The scoring system assigned this response a score of 0.525, exceeding the 0.5 threshold and giving it a green light. It was only by chance that the error was detected, as "1987" seemed incorrect. Upon verification, it turned out that every specific detail of this sentence was invented. The score had increased due to the heightened specificity, but the quality had dropped as the model became more confident in its fabrications. This discovery underscored that reliance on a single score to evaluate fidelity was insufficient.

The Limitations of Current Evaluation Systems

LLM evaluation systems often fail in three main ways, typically before anyone notices. First, a response that seems correct is not always accurate. The fluency and structure of a response can mask factual errors. Second, the most problematic hallucinations are not those that are easily spotted. For example, no one deploys a model that claims the Eiffel Tower is in Berlin. It is the domain-specific assertions that seem correct to non-experts that pose the greatest problems. Finally, the fundamental issue is that a single score does not constitute a decision. A threshold set at 0.5 allows responses with scores of 0.51 and 0.95 to pass, even though one of them may have required human review.

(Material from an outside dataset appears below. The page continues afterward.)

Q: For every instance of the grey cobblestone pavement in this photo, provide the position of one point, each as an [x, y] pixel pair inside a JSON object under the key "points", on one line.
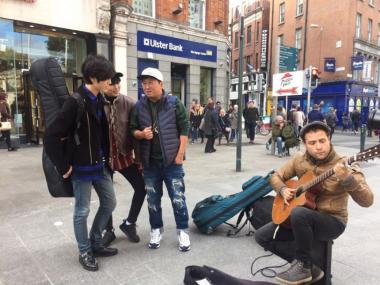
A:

The Requirements for an Effective Evaluation System

Before developing a solution, five strict constraints were established. The system had to operate in milliseconds, as slowing down user responses is not feasible. There should be no API calls on the standard path, and the LLM judge had to be a fallback solution, as the costs per evaluation call are not viable at scale. Additionally, the system had to ensure that the same input produced the same score every time; otherwise, regression tests would be meaningless.

The other two constraints concerned explainability. Every rejection had to be accompanied by a clear language explanation, not just a numerical score, as a "score: 0.43" does not indicate what needs to be corrected.

The Architecture of the System

The evaluation system is structured in three layers, each with a specific role. The first layer produces numbers, the second converts these numbers into a verdict with a comprehensive explanation. This latter part is often overlooked by existing systems, but it is crucial for understanding why a response fails in production.

The Fundamental Dimensions of Evaluation

Fidelity, initially measured by a single score, has been divided into two distinct checks: attribution and specificity. Attribution checks whether the response is supported by the context, while specificity assesses how detailed and concrete the response is. This distinction is essential for identifying hallucinations, where a response seems detailed but is not actually based on the provided context.